Além disso, o pacote de medidas prevê o retorno do voto de qualidade do Fisco no CARF. Com o restabelecimento do voto de qualidade, os julgamentos do CARF que tiverem empate, o desempate será realizado por um conselheiro representante da Fazenda Nacional. De acordo com o Ministério, a extinção desse instituto em abril de 2020, com a adoção do critério de desempate pró-contribuinte, gerou considerável perda arrecadatória aos cofres públicos.

A nosso ver, a limitação de discussões ao CARF e o retorno do voto de qualidade são medidas paliativas e que vão na contramão da redução de litígios a que se propõem essas medidas. Ora, embora essas restrições diminuam os processos parados no CARF aumentarão o volume de processos no judiciário, o que gera muito mais custo para a sociedade com o custo do judiciário, garantias e despesas para os contribuintes. Enfim, essas medidas apenas mudam o litígio de lugar, mas não resolvem o problema.

Ao impossibilitar o acesso de discussão ao CARF e ao restabelecer o voto de qualidade por conselheiros da Fazenda Nacional, o Ministério da Fazenda não assegura o aumento de arrecadação aos cofres públicas, apenas aumenta a judicialização dessas controvérsias.
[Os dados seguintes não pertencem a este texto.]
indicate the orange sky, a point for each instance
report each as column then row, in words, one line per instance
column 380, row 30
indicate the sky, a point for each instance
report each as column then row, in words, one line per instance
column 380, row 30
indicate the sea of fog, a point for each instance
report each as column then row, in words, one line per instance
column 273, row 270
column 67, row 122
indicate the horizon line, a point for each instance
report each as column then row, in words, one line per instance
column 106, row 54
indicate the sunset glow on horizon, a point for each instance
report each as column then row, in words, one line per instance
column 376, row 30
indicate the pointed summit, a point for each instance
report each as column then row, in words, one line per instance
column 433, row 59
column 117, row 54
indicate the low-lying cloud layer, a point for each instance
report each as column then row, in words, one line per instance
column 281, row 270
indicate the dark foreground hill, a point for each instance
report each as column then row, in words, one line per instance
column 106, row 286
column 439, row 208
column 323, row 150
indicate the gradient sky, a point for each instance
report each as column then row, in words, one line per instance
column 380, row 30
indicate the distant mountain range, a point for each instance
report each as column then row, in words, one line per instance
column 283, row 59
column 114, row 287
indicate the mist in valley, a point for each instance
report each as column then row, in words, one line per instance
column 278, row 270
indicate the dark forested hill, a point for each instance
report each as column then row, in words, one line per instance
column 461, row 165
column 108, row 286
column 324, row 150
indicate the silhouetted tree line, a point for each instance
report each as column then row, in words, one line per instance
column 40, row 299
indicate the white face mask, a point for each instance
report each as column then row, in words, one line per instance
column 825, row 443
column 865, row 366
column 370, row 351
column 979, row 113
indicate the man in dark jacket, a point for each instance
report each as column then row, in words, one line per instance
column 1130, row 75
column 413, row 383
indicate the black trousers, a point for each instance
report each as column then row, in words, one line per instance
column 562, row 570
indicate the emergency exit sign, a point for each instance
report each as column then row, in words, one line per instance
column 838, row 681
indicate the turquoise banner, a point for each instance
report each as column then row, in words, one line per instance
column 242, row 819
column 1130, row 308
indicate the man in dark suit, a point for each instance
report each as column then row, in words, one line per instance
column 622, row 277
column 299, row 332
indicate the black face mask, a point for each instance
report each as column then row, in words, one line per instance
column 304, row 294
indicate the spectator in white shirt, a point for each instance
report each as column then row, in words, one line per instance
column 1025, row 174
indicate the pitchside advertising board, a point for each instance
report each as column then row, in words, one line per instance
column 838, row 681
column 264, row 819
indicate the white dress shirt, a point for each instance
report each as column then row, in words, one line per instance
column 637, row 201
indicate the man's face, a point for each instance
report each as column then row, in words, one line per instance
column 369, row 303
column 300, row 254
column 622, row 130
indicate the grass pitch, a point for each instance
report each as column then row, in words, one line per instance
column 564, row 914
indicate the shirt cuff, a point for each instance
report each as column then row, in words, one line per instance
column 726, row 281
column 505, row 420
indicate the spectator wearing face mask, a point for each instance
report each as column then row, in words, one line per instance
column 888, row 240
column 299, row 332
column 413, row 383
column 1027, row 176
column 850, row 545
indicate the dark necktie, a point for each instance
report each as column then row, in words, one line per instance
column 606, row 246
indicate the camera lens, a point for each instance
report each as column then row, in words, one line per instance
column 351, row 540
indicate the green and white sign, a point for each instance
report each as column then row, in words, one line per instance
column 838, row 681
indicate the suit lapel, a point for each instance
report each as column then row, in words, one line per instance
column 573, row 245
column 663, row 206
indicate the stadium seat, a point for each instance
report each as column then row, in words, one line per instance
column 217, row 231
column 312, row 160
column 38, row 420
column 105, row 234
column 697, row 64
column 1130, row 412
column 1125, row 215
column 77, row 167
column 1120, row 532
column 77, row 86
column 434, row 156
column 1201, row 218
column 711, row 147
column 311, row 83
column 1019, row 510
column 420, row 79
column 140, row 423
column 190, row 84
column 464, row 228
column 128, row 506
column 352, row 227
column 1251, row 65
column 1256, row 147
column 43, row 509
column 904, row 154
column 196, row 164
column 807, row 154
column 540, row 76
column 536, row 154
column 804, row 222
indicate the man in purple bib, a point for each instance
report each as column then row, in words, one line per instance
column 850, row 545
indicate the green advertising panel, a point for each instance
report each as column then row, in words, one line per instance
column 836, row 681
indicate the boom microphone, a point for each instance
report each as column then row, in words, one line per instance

Ao reforçar o caráter arrecadatório do CARF, com a afirmação de que na dúvida sobre a legalidade da cobrança em um empate no julgamento, opta-se por continuar exigindo o tributo, dá-se peso diferente aos votos dos representantes dos contribuintes e representantes da Fazenda, afetando a paridade esperada do órgão. Soma-se a isto, a fragilidade e incerteza das decisões administrativas, que poderá decorrer da intenção do Ministro de possibilitar à Fazenda Nacional acesso ao Judiciário para rever os casos em que os contribuintes obtiveram êxito na discussão administrativa, em especial nos casos de tese reconhecida pelo Judiciário.

Por fim, a exclusão do ICMS dos créditos de PIS e COFINS na apuração não cumulativa quando da aquisição de mercadorias traz novamente a realidade brasileira: pressiona-se o judiciário para decidir a favor da fazenda, como ocorreu neste caso por mais de uma década, mas se perder, não tem problema, aumenta a arrecadação que resolve. Aqui haverá aumento dessas contribuições e se abrirão as portas para mais contencioso judicial porque a legislação prevê que os créditos serão calculados sobre o valor dos bens adquiridos.

Portanto, o nosso entendimento é de que o pacote de medidas de recuperação fiscal apesar de trazer alguns benefícios aos contribuintes opta por medidas arrecadatórias às custas de insegurança jurídica e aumento do contencioso judicial. Podem trazer alívio imediato no caixa do governo, mas não são soluções que resolverão de forma consistente e permanente o déficit fiscal.